Piazza Municipio soddisfa gli impazienti
Molto meno chi nutriva aspettative


"Era da tanto che l'aspettavamo, finalmente". A un giorno dalla riapertura, i cittadini napoletani "festeggiano" la nuova Piazza Municipio, luogo simbolo e iconico della città. Un cantiere chiuso dopo 22 anni finalmente ha dato alla luce una piazza cementificata percorribile a piedi e circondata da due file di alberi che ancora però non ci sono.

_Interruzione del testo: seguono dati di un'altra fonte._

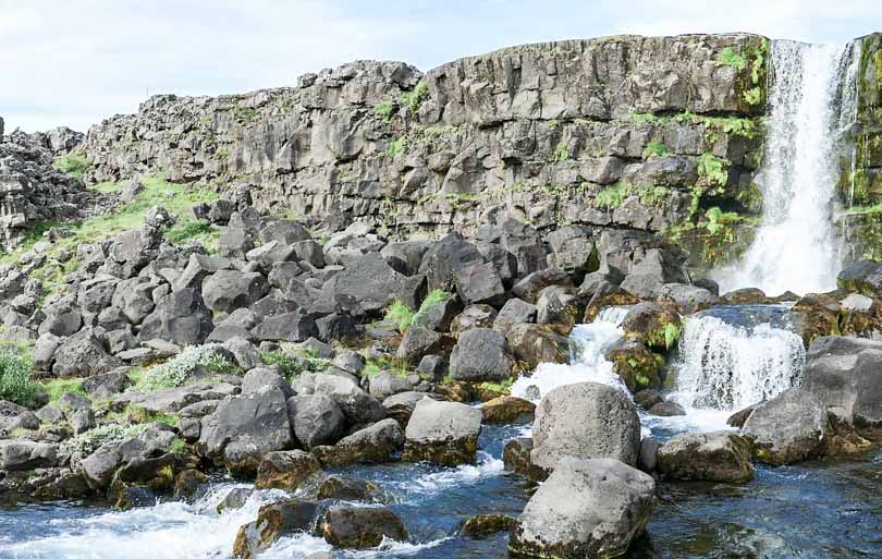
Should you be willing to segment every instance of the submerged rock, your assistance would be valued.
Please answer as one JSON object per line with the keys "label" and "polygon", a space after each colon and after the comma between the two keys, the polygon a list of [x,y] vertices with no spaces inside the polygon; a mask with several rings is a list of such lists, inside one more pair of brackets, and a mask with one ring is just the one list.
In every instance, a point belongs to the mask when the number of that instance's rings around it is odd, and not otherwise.
{"label": "submerged rock", "polygon": [[817,397],[791,388],[754,410],[742,434],[754,441],[754,454],[769,464],[793,464],[823,453],[829,423]]}
{"label": "submerged rock", "polygon": [[671,479],[744,483],[754,478],[750,443],[730,432],[684,433],[661,446],[658,467]]}
{"label": "submerged rock", "polygon": [[618,389],[598,382],[555,388],[536,409],[531,462],[554,470],[565,457],[637,463],[640,418]]}
{"label": "submerged rock", "polygon": [[512,526],[526,557],[617,557],[646,527],[656,482],[617,460],[564,458]]}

In particolare, si può passeggiare al centro dello slargo, caratterizzato anche dalla lunga 'asola' bianca, una fenditura ricavata nel calpestio della piazza, che costituirà una sorta di "cannocchiale" rivolto dal porto verso la collina di San Martino e, contemporaneamente, porterà la luce solare negli ambienti sotterranei. Passeggiando tra le strutture bianche che fungono da panchine si scorge ancora una gru vicino al Castel Nuovo, noto ai partenopei come 'Maschio Angioino'. "Noi - ha detto ieri il sindaco Gaetano Manfredi- ci auguriamo che anche quest'altra parte della piazza diventi un luogo di ritrovo. Lo animeremo con iniziative culturali e attività espositive, in modo da trasformare anche questa parte in un luogo dove i cittadini si sentano a casa. C'è anche un'area archeologica importante che sarà aperta nei prossimi mesi, quindi c'è anche un'attrazione turistica e culturale significativa, trattandosi di un luogo molto iconico della città".

I napoletani contenti: "Finalmente si vede il Municipio"

Oggi, in una mite mattinata di aprile, molti passeggiavano alla scoperta di questa nuova riapertura. I più giovani non ricordano come fosse prima, sicuramente desiderano venga allestita meglio. "Devono terminarla, servirebbe più verde", hanno commentato alcuni universitari. La piazza si presenta molto ampia e ancora un po' spoglia, nonostante gli alberi sistemati ai lati che indirizzano l'occhio dell'osservatore verso il porto. Una signora in visita a Napoli invece si è detta sorpresa, ricordava i lavori in corso di quando è venuta in città più di dieci anni fa. La turista era inconsapevole dell'apertura recente, ma ne è stata contenta. "Finalmente si vede il municipio, è una bella prospettiva. Quando venni allora era tutto sacrificato, non si vedeva nulla, non c'era nemmeno la fontana. Bene, però speriamo finiscano del tutto", ha concluso.

I napoletani scontenti: "Ci può atterrare un aereo"

Non tutti però si sono mostrati così entusiasti, nonostante molti abbiano sostenuto che il solo fatto che la piazza fosse stata riaperta rendesse Napoli "per forza più bella adesso, dopo tanta attesa". Tra questi però c'è stato anche chi, con più razionalità e meno entusiasmo, ha riferito che "a noi napoletani sta piazza non piace proprio". Una voce fuori dal coro, diversa da quella di tanti che invece speravano di poter finalmente fruire di questo spazio. Una voce di un adulto che concorda con quella dei tanti giovani che invece hanno sempre vissuto col cantiere in corso e si aspettavano qualcosa in più. "Abbiamo atteso 22 anni per una colata di cemento, per lasciarla spoglia. Mi sarebbe piaciuta di più da bambino, ci avrei organizzato le partite di calcio", ha detto un ragazzo poco più che ventenne e un altro ha poi concluso "ci si potrebbe fare atterrare un aereo per quanto è ampia e spoglia".